At the end of last week, the U.S. Congress passed an Emergency Supplemental Appropriations bill, more fondly known as the Iraq Supplemental, to extend funding the war in Iraq for another few months.

Regardless of your opinion on the war, Louisianians must remember that this bill included $6.4 billion for Gulf Coast recovery. It delivers the much needed waiver of the Stafford Act, which will release communities from paying a ten percent match to federal recovery dollars. Emergency spending to make up for previous shortfalls is the purpose of Emergency Supplementals. Government spending like fulfilling the federal commitment to the man-made and natural disasters of the hurricanes two summers go is the reason this kind of legislation exists. The President has chosen this funding mechanism to continue to pay for the conflict. Consequently, spending must be renewed in a few months, and this bill marks the first time that Congress has proposed meaningful opposition to our engagement in Iraq.

I was in fifth grade during Operations Desert Storm and Desert Shield. We were taught faithfully by our teachers and relatives the importance of remembering the men and women who sacrifice everything to fight for our country. Due to the brevity of the fight, many of us did not learn firsthand what it meant to honor a soldier’s sacrifice.

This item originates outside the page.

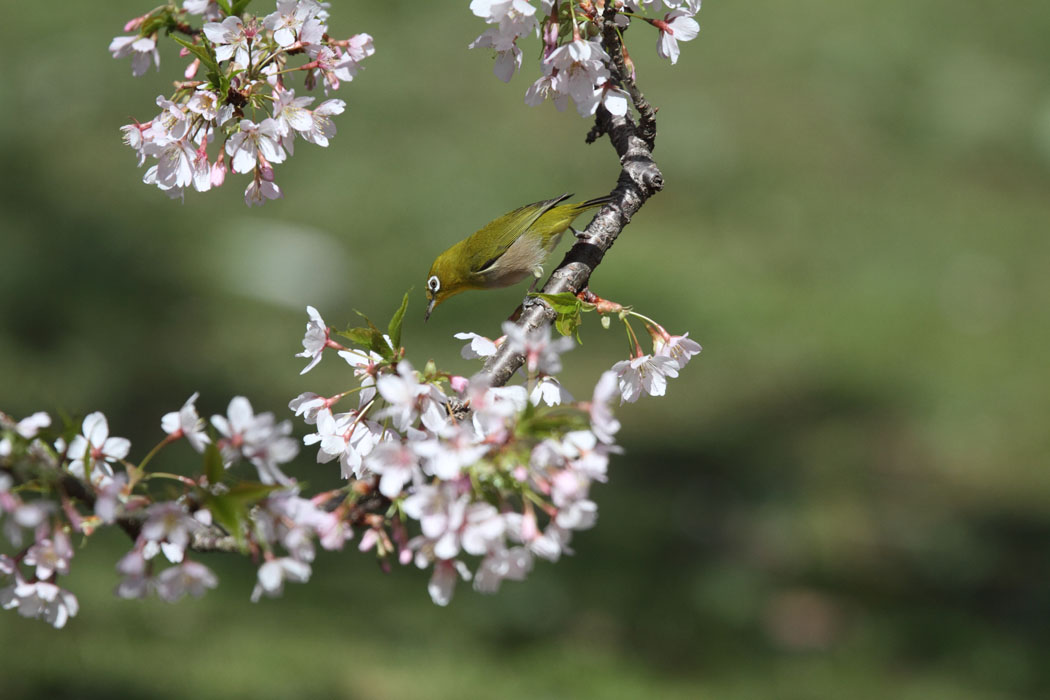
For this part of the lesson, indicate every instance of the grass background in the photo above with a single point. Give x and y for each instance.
(846, 495)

I am now past the age of many of those who have fallen in Iraq and Afghanistan. Now we have all been affected, losing family or lovers or close junior high friends from down the block, though in a magnitude different than our parents’ generation during Vietnam. Because of our age, Iraq will nonetheless become a defining period in many of our lives. And through the way both civilians and soldiers in our generation document our lives through Facebook, blogs, or MySpace, we are finding new ways to stand together and mourn our heroes.

For some fallen soldiers, only their MySpace profiles remain, serving as memorials for those left behind. Comment threads display public grief and dreams unfulfilled to be read by anyone. Often the frozen words of the deceased are left untouched to solace the living:

Army Pfc. Johnathon Millican of Trafford, Ala., wrote on his MySpace page before he was killed in Karbala, Iraq: “You don’t have to love the war but you have to love the warrior.”

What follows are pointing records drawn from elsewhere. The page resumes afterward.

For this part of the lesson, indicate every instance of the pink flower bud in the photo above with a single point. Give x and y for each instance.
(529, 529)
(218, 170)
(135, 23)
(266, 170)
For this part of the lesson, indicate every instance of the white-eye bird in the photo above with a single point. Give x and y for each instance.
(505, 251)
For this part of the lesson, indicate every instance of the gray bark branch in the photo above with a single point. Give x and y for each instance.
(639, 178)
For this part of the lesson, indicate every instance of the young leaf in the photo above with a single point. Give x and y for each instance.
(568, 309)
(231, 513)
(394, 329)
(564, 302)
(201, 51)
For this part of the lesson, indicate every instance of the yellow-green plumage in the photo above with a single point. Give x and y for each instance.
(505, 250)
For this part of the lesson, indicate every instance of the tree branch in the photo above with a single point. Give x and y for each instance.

What is the proper way to honor the memory of a fallen soldier? Americans in our military know that they may not survive, and they are honored to know that they participate in something larger than themselves. Once gone, is unequivocal military success the only way to honor them? Americans in the service trust their commanders and fellow soldiers to protect them in every way possible. War necessitates heroic loyalty. At what point should the people, whose freedom our armed forces were created to protect, demonstrate their loyalty by forging a peace for civilian and soldier alike?

Each honest American reflects on war and memorializes the fallen in their own way. This Memorial Day, avoid focusing on the shortcomings of how others choose to honor our troops. Use today to explore your own memorial, be it inward or outward, and what it might mean for those unwavering heroes who continue serving America to this day.